Ahhh, “goodness and virtue.” Is it a lack of both that has brought on this pandemic that is afflicting the globe? Many seem to believe so and I believe this goes a long way to explain the sea of intolerance, discord and bitterness enveloping our civilization today. I don’t particularly subscribe to this belief, but I can understand why many people feel this way.

Just look around and what do you see whether you live in Cranbrook, Los Angeles or Rome? In all of these cities, you see conspicuous consumption and abject poverty side-by-side with little in between other than anger and fear. The one percent fears the unwashed masses want to get their fingers on their vast wealth and the homeless just want to get their fingers on a sandwich.
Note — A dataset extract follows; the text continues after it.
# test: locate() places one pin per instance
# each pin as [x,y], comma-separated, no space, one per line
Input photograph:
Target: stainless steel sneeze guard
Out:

I was in San Francisco last year and I offered a one-legged homeless man a dollar when he pan-handled me. Angrily, he threw it back at me and swore it wasn’t enough. He was, in fact, right. It wasn’t enough and all I had accomplished with my offer was to stoke his anger leaving me feeling confused and chagrined.

But that’s where we are today. Many with too much. Many more with too little and no one knows how to bridge the gap. It’s the same with climate change. Some, usually the wealthy, don’t recognize it. Some do acknowledge it but don’t care because they want to become wealthy too. Millions of others in the world just want food in their stomachs and a roof over their heads. Any roof will do.

Now, the real irony here, is that both of these groups need each other. The one per centers need customers that can buy their products and services and the great unwashed need jobs that pay enough to put food on their tables, clothes on their backs and a roof overhead. You’d think it would be relatively easy to work out a system that would benefit both parties but we’re not doing a very good job of it and the gap between the ins and the outs is growing wider.

This is the view I see from my city on a hill and it doesn’t give me much optimism. Oh, we’ll probably survive this pandemic with relatively few deaths. But there will be more pandemics and the next one may be worse. Far worse like the 1918 Spanish Flu and the Bubonic plague which killed in the millions, not thousands. If we don’t learn now, what will be our chances in the future?

It’s a new reality. Let’s learn from it.

– Gerry Warner is a retired journalist who won’t be going to San Francisco again any time soon. Maybe it’s just as well.